Twice, in August 2018, Nabil Yssaad had been charged with assault with a weapon and common assault against Dahia Khellaf. But the accused was never summoned to trial.

On December 4, 2019, Nabil Yssaad signed a peace bond under section 810 of the Criminal Code. As a result, the charges against him were dropped.

For the coroner, society as such has failed.

This woman trusted a doctor, the police, a counsellor, a therapist, prosecutors, a civil lawyer and judges to protect her and get her out of the cycle of domestic violence, but… it was society as a whole that failed to protect this woman and her family, he wrote in his report.

And to remember that it is not the fault of the responders, because the system, according to the coroner, is not made to prevent such a tragedy. It is therefore the business of the whole society and it is up to it to give itself the tools necessary to stem the scourge of homicidal domestic violence, he insists. .

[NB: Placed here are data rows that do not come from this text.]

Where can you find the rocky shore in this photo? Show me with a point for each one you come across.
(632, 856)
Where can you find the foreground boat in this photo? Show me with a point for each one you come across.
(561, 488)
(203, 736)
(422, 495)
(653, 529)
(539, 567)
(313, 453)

Ms Khellaf was unable to enjoy a meaningful social and judicial safety net…because no such safety net existed in 2019, the coroner said.

The coroner has however identified no less than 25 apparent risk factors in Mr. Ysssad: arranged marriage without love, manipulative character, impulsive, unstable…

The coroner has also noted the incidence of armed assaults by the killer reported to authorities, but for which Ms. Khellaf refused to press charges. He further pointed to the numerous breaches of Mr. Ysssad's release conditions, the presence of mental illness, the refusal to undergo a psychiatric evaluation and the failure to force him to undergo one, although that the police had suggested it to the DPCP.

The coroner also argues that the impending divorce, the separation of the couple and the subsequent harassment of the victim were all warnings that the risk was clearly present.